Cada novo disco lançado, ao mesmo tempo em que apresenta ao mundo uma narrativa extremamente íntima e pessoal, dá materialidade a uma rede de relações necessárias para a sua germinação, servindo como registro de um processo que contém elementos coletivos que se expressam através do artista. Em Mycelium Network, que será lançado na íntegra no próximo dia 17, Tha_Guts constrói um ecossistema sonoro que é fruto de suas experimentações que misturam texturas analógicas e digitais e seu vasto conjunto de referências, tendo como produto um álbum extremamente maduro, capaz de nos tocar profundamente com suas paisagens contemplativas e envolver com grooves minimalistas e poderosos.

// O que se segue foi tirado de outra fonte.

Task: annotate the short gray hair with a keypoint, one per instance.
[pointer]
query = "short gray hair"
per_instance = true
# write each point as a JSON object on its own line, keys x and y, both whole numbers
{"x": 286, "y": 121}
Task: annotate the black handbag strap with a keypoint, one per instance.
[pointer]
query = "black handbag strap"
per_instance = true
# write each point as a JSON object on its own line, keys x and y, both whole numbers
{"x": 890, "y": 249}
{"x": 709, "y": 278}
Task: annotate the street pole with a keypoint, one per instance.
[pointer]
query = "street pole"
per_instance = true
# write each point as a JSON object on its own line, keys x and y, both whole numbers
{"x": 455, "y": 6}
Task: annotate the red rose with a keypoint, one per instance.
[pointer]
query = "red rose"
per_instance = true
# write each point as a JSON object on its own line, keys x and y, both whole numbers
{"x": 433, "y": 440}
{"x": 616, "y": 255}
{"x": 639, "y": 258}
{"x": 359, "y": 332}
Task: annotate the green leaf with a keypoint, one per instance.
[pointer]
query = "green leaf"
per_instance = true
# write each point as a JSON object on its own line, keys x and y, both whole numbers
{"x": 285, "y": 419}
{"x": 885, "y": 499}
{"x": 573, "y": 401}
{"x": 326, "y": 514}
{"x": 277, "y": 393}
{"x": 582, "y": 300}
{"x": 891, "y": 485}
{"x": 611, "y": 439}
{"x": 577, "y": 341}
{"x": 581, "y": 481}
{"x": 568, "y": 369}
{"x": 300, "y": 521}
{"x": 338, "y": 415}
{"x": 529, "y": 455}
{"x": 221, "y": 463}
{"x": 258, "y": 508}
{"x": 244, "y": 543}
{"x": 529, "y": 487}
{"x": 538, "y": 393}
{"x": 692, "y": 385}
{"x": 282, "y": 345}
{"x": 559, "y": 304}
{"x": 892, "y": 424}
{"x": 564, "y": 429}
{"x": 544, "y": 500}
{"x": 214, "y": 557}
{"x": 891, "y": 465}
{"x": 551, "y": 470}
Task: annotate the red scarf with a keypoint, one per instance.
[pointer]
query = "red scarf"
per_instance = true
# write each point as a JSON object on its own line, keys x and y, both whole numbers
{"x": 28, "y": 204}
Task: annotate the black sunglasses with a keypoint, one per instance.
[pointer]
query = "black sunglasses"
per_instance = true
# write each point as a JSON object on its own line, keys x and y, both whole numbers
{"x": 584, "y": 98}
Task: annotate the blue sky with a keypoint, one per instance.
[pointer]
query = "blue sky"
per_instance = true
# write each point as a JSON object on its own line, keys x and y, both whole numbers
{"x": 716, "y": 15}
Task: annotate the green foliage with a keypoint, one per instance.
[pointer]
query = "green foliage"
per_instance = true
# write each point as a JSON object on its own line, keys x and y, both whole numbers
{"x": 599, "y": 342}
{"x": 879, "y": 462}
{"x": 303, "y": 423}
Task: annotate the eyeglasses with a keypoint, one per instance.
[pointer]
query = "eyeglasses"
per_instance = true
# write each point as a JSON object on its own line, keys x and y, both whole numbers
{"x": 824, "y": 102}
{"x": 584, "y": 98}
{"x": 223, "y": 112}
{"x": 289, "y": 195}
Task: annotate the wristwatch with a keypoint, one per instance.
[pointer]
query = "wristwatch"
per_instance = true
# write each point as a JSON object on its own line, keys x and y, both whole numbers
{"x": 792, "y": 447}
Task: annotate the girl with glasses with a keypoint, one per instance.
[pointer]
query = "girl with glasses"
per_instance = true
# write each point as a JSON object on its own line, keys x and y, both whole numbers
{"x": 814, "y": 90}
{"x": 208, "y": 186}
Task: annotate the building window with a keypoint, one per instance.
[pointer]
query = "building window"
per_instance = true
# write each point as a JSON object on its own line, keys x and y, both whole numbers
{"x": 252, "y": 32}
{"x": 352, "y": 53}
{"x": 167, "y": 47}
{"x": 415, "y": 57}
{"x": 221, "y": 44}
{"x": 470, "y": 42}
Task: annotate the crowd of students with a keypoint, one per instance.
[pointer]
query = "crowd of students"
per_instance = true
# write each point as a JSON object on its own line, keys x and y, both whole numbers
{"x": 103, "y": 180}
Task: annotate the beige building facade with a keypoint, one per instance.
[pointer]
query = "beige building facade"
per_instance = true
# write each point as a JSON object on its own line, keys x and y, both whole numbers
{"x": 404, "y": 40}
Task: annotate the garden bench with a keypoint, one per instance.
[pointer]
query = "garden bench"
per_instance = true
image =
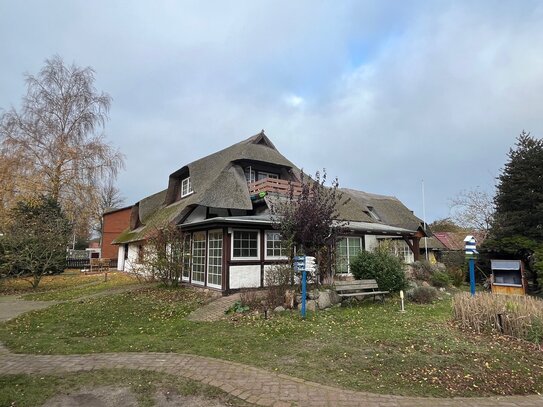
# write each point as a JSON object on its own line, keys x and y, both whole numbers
{"x": 359, "y": 289}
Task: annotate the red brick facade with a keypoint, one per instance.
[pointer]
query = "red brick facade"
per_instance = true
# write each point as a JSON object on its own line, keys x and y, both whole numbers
{"x": 114, "y": 223}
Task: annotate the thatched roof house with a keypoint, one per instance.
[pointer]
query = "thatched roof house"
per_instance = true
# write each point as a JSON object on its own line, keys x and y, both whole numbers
{"x": 232, "y": 242}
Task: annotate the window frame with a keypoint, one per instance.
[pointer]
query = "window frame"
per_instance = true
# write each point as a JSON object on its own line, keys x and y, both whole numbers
{"x": 348, "y": 257}
{"x": 186, "y": 182}
{"x": 258, "y": 257}
{"x": 266, "y": 256}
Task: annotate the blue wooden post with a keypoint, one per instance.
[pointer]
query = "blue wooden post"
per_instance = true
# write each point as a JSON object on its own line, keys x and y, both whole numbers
{"x": 471, "y": 252}
{"x": 304, "y": 291}
{"x": 472, "y": 276}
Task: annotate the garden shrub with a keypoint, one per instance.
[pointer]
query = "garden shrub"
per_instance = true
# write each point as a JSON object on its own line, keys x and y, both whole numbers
{"x": 422, "y": 295}
{"x": 277, "y": 280}
{"x": 381, "y": 265}
{"x": 440, "y": 279}
{"x": 422, "y": 270}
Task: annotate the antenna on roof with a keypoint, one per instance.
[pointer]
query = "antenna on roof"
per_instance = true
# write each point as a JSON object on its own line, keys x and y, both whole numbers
{"x": 424, "y": 221}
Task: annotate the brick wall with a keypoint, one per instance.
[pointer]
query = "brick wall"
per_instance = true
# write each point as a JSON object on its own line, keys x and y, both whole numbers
{"x": 113, "y": 224}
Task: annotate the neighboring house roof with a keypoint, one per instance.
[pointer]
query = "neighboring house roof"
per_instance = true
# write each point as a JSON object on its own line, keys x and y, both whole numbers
{"x": 367, "y": 207}
{"x": 218, "y": 181}
{"x": 451, "y": 240}
{"x": 432, "y": 243}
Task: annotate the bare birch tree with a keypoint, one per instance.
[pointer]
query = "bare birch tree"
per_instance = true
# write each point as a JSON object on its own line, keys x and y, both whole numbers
{"x": 473, "y": 209}
{"x": 57, "y": 142}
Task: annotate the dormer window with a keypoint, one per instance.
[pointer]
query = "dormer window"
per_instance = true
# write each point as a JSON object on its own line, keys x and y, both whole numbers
{"x": 186, "y": 187}
{"x": 373, "y": 214}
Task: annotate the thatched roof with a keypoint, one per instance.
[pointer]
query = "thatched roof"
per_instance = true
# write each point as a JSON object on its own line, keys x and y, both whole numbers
{"x": 388, "y": 210}
{"x": 217, "y": 181}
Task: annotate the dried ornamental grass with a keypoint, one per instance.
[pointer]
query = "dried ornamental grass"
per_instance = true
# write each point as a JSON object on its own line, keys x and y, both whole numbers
{"x": 517, "y": 316}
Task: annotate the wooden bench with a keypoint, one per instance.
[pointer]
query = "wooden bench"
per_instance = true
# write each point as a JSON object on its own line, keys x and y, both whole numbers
{"x": 359, "y": 289}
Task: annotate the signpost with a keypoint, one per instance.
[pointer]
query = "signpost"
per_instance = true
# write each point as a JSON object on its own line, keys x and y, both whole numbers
{"x": 304, "y": 264}
{"x": 471, "y": 252}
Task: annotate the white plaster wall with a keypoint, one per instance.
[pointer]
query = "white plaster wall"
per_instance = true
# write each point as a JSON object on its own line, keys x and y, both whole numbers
{"x": 370, "y": 242}
{"x": 120, "y": 257}
{"x": 244, "y": 276}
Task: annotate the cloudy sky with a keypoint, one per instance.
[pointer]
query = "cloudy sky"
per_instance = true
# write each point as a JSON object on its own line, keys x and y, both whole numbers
{"x": 381, "y": 94}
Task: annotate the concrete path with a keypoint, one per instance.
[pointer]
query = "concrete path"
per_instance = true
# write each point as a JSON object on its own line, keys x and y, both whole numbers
{"x": 12, "y": 306}
{"x": 254, "y": 385}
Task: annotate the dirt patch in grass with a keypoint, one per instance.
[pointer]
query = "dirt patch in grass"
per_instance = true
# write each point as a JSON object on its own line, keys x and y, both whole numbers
{"x": 110, "y": 396}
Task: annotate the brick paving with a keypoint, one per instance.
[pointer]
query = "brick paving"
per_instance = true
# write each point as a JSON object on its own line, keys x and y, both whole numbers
{"x": 252, "y": 384}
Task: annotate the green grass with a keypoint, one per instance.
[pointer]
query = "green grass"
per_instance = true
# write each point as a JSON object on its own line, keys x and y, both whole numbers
{"x": 114, "y": 280}
{"x": 34, "y": 390}
{"x": 371, "y": 347}
{"x": 69, "y": 279}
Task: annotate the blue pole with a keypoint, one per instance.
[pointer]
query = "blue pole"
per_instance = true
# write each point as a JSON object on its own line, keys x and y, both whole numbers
{"x": 304, "y": 278}
{"x": 472, "y": 276}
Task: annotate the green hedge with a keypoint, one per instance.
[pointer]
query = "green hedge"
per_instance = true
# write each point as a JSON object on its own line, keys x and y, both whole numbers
{"x": 381, "y": 265}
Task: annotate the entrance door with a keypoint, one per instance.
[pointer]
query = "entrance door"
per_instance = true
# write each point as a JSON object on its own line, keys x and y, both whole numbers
{"x": 198, "y": 258}
{"x": 214, "y": 259}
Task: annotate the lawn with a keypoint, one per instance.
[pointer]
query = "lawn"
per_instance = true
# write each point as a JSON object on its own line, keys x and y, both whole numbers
{"x": 34, "y": 390}
{"x": 371, "y": 347}
{"x": 66, "y": 286}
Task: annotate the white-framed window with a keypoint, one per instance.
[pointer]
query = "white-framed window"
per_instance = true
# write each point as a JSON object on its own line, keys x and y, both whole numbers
{"x": 275, "y": 247}
{"x": 214, "y": 258}
{"x": 186, "y": 187}
{"x": 245, "y": 245}
{"x": 347, "y": 249}
{"x": 198, "y": 257}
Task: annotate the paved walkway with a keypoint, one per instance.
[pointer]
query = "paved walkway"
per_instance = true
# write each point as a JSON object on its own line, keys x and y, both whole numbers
{"x": 254, "y": 385}
{"x": 11, "y": 306}
{"x": 213, "y": 311}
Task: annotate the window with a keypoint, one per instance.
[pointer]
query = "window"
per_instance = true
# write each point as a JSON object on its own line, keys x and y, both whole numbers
{"x": 275, "y": 248}
{"x": 245, "y": 245}
{"x": 186, "y": 187}
{"x": 400, "y": 249}
{"x": 347, "y": 249}
{"x": 373, "y": 214}
{"x": 198, "y": 257}
{"x": 214, "y": 259}
{"x": 140, "y": 253}
{"x": 250, "y": 174}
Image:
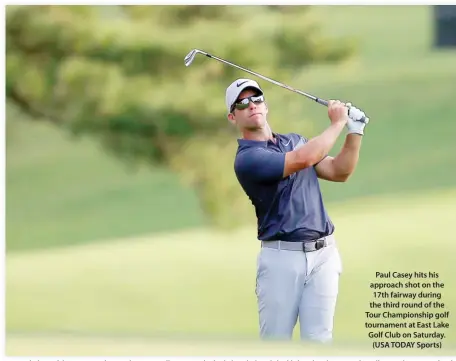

Os micélios são redes naturais, formadas por fungos, que correm no subterrâneo, conectando o ecossistema vegetal. O trabalho de Augusto Pereira, que se apresenta artisticamente como Tha_Guts, contribui analogamente com a conexão entre diferentes atores do cenário cultural brasileiro. Augusto criou em 2021 (com seu parceiro A. Cittolin) a dsrptv rec., gravadora que elevou o panorama brasileiro de produções em música eletrônica e já lançou 14 trabalhos. Reunindo um catálogo diverso e multifacetado, o selo tem como horizonte o fomento de composições complexas e texturizadas, sem obrigação com a pista, mas também explorando o potencial da música eletrônica em fazer dançar.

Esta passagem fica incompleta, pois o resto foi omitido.